Offline Learning and Forgetting for Reasoning with Large Language Models
Tianwei Ni, Allen Nie, Sapana Chaudhary, Yao Liu, Huzefa Rangwala, Rasool Fakoor
TL;DR
The paper tackles the problem that inference-time search in large language models, while effective for reasoning, incurs high computational costs. It proposes an offline three-phase pipeline: generate diverse CoT-style reasoning data from multiple reasoners (including classic BFS/DFS and inference-time solvers), fine-tune the base LLM with a combined learning-and-forgetting objective called unlikelihood fine-tuning (UFT), and evaluate across CoT and search-based reasoning. The core idea is to leverage unpaired positive and negative reasoning paths with a small learning-rate to preserve search capability, using objectives $J_{NLL}$ and $J_{UL}$ and the combined loss $J(\theta;\\mathcal{D},\\alpha)=(1-\\alpha)J_{NLL}(\\theta;\\mathcal{D}^+) +\\alpha J_{UL}(\\theta;\\mathcal{D}^-)$, along with a rule-based verifier for rewards. Experiments on Game-of-24 and Countdown show that high-quality, diverse training data and the unlikelihood term substantially improve CoT reasoning and retain inference-time search efficiency, reducing inference cost by up to $180\times$ and achieving around a $23\%$ absolute rise in success rates over inference-time baselines. The results consistently indicate that data quality and the forgetting objective are pivotal, with CoT data often better preserving search ability than mixed datasets.
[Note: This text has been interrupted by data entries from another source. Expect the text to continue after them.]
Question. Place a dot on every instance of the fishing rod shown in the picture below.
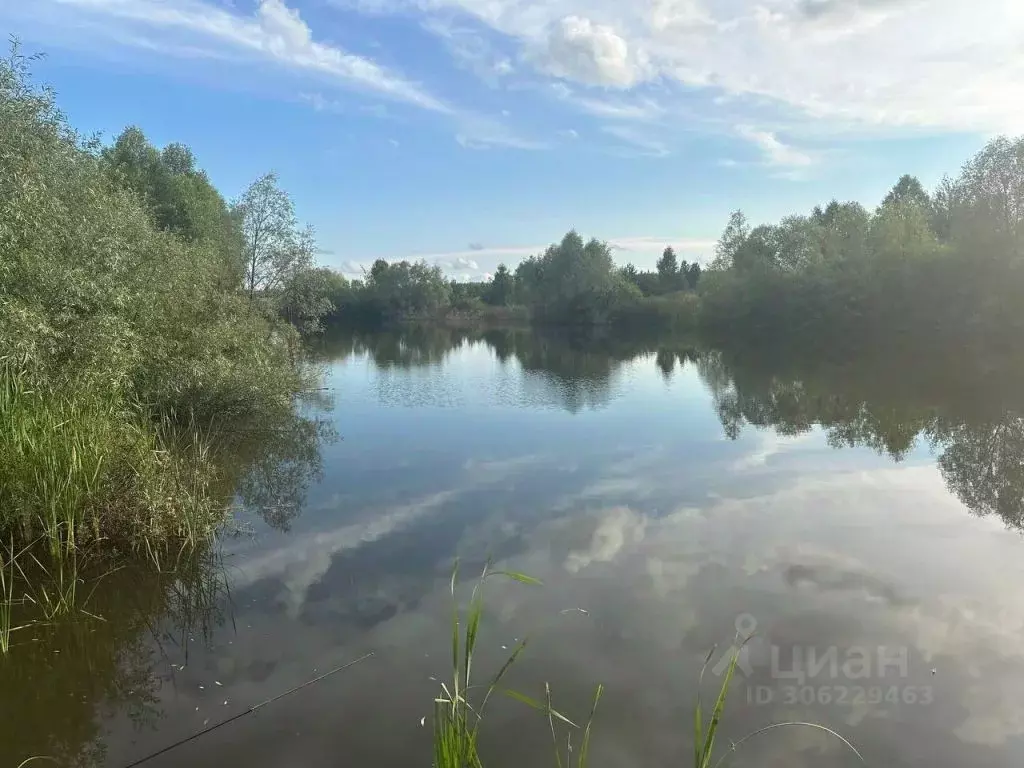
(250, 711)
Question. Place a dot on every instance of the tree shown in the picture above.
(500, 293)
(274, 247)
(907, 190)
(693, 275)
(178, 197)
(574, 281)
(732, 239)
(667, 268)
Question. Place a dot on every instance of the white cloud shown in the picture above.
(471, 50)
(617, 109)
(775, 153)
(580, 49)
(482, 132)
(275, 32)
(824, 65)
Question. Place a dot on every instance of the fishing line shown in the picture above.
(250, 711)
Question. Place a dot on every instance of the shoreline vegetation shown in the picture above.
(143, 317)
(147, 328)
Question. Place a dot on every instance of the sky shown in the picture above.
(472, 132)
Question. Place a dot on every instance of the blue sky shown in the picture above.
(470, 132)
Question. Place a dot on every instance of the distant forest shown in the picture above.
(946, 265)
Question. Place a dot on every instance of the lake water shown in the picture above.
(861, 517)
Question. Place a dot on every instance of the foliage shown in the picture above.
(122, 318)
(947, 264)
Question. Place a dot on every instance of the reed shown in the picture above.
(459, 710)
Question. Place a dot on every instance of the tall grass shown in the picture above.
(81, 462)
(459, 713)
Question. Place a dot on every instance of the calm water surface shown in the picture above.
(862, 517)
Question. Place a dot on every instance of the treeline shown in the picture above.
(137, 307)
(571, 283)
(945, 265)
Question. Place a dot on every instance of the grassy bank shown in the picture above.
(127, 341)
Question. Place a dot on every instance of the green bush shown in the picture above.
(115, 327)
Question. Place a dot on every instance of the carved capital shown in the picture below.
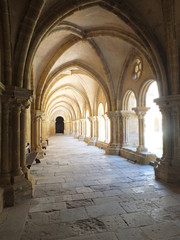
(140, 111)
(114, 114)
(169, 105)
(39, 114)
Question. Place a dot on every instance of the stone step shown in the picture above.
(1, 199)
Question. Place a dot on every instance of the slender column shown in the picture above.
(114, 145)
(43, 127)
(141, 111)
(91, 141)
(168, 168)
(81, 137)
(106, 128)
(5, 162)
(22, 141)
(33, 130)
(39, 114)
(172, 45)
(77, 122)
(16, 168)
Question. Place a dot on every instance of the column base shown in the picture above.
(113, 149)
(76, 135)
(91, 142)
(166, 173)
(40, 152)
(81, 138)
(5, 179)
(8, 196)
(141, 149)
(1, 199)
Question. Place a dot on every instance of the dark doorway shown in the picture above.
(59, 125)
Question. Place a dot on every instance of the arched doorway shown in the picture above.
(59, 125)
(153, 122)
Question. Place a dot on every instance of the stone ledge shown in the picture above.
(143, 158)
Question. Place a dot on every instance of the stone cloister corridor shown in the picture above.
(82, 194)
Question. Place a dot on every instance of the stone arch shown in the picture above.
(85, 69)
(122, 10)
(143, 92)
(126, 99)
(68, 86)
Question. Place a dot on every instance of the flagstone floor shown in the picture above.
(82, 194)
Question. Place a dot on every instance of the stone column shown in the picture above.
(81, 136)
(125, 127)
(91, 141)
(96, 133)
(24, 168)
(141, 111)
(168, 168)
(5, 161)
(43, 128)
(114, 145)
(16, 167)
(106, 128)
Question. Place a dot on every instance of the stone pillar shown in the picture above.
(91, 141)
(23, 138)
(5, 161)
(141, 111)
(168, 168)
(114, 145)
(38, 134)
(96, 133)
(106, 128)
(81, 136)
(43, 128)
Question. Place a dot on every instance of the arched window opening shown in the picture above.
(132, 124)
(87, 124)
(153, 122)
(101, 123)
(60, 125)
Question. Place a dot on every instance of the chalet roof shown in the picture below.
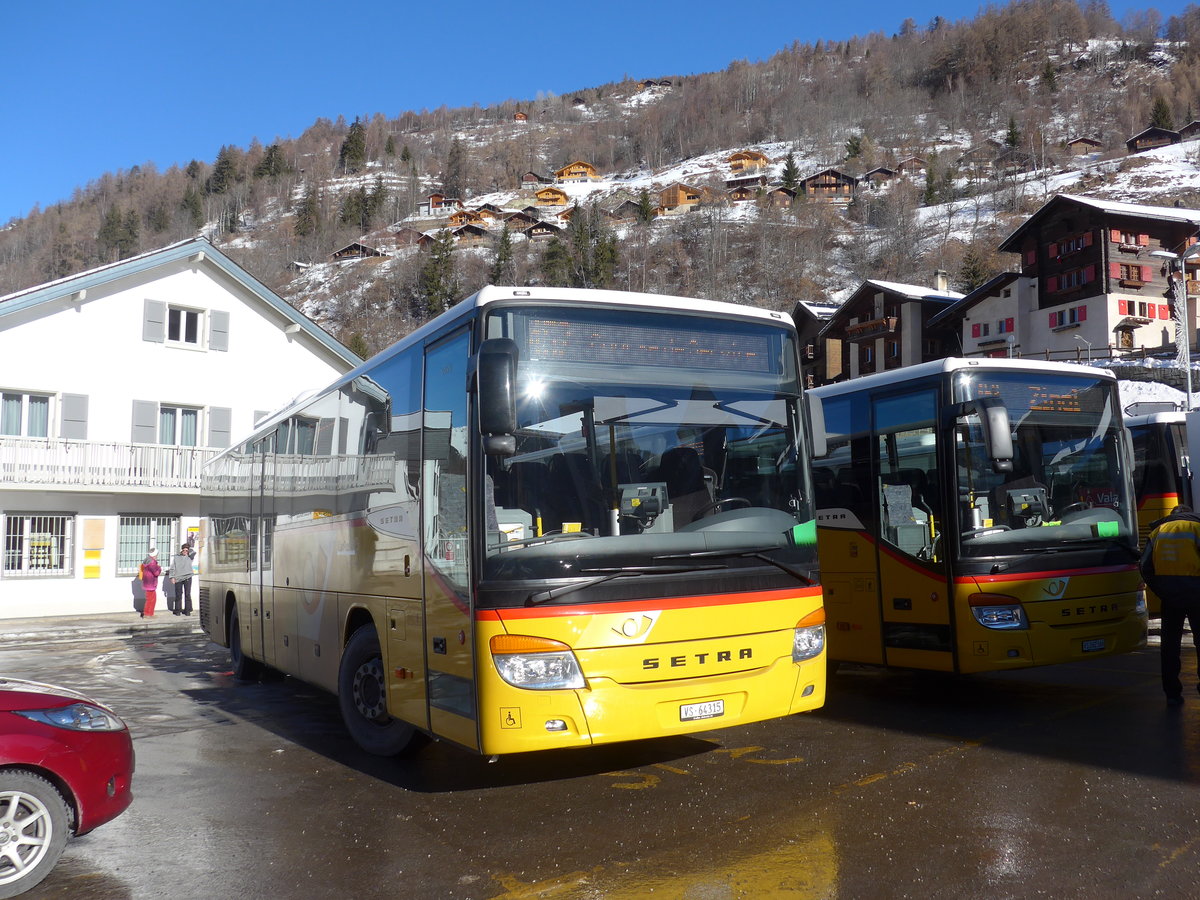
(1114, 208)
(959, 307)
(195, 252)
This approach offers a practical, offline path to more reliable and faster reasoning in LLMs, with potential applicability beyond arithmetic puzzles to broader reasoning tasks.
Abstract
Leveraging inference-time search in large language models has proven effective in further enhancing a trained model's capability to solve complex mathematical and reasoning problems. However, this approach significantly increases computational costs and inference time, as the model must generate and evaluate multiple candidate solutions to identify a viable reasoning path. To address this, we propose an effective approach that integrates search capabilities directly into the model by fine-tuning it on unpaired successful (learning) and failed reasoning paths (forgetting) derived from diverse search methods. A key challenge we identify is that naive fine-tuning can degrade the model's search capability; we show this can be mitigated with a smaller learning rate. Extensive experiments on the challenging Game-of-24 and Countdown arithmetic puzzles show that, replacing CoT-generated data with search-generated data for offline fine-tuning improves success rates by around 23% over inference-time search baselines, while reducing inference time by 180$\times$. On top of this, our learning and forgetting objective consistently outperforms both supervised fine-tuning and preference-based methods.